La exhibición lleva su nombre. Norberto Gómez, una firma de artista, que se puede pensar en varios sentidos: desde la trayectoria hasta el motivo que podría identificarlo con algo que llamamos “estilo”. Sin embargo, en la sala de exposiciones temporarias del Museo de Bellas Artes ocurre lo que en las artes visuales, y de las otras, se desea: la sorpresa. Como ese suspense, tan apreciado en la literatura, que mantiene en vilo y luego maravilla y produce asombro. No tanto por una batería de fuegos artificiales ni por que el autor nos haga pisar el palito porque sabe más y nos hace trampa. Es esa admiración de la buena factura, del fraseo perfecto, de la vuelta de tuerca que nos deja pasmados, perplejos y satisfechos.

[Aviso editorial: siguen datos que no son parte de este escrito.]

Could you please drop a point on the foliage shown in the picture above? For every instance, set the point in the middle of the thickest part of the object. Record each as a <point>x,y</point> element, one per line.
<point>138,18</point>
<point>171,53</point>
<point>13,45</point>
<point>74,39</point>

Gómez practicó el arte efímero, muy a su pesar. Muchas obras de los años 60 se destruyeron menos por la intencionalidad de una prédica sobre las condiciones de producción, sobre la relación del arte con el mercado y demás argumentaciones, que porque estaban hechas con materiales de descarte, restos de cartón que habían quedado de sus trabajos publicitarios. Eran efímeras porque lo eran, “pero sin planteos”. Este recuerdo viene a cuento de una conversación que mantiene con Andrés Duprat y que se reproduce en el catálogo que acompaña su muestra. Además, se hace presente porque en esa exhibición están las reconstrucciones de esas piezas, que ya no son tan vulnerables al paso del tiempo y las inclemencias. Ahora son de madera y tienen varias capas de pintura.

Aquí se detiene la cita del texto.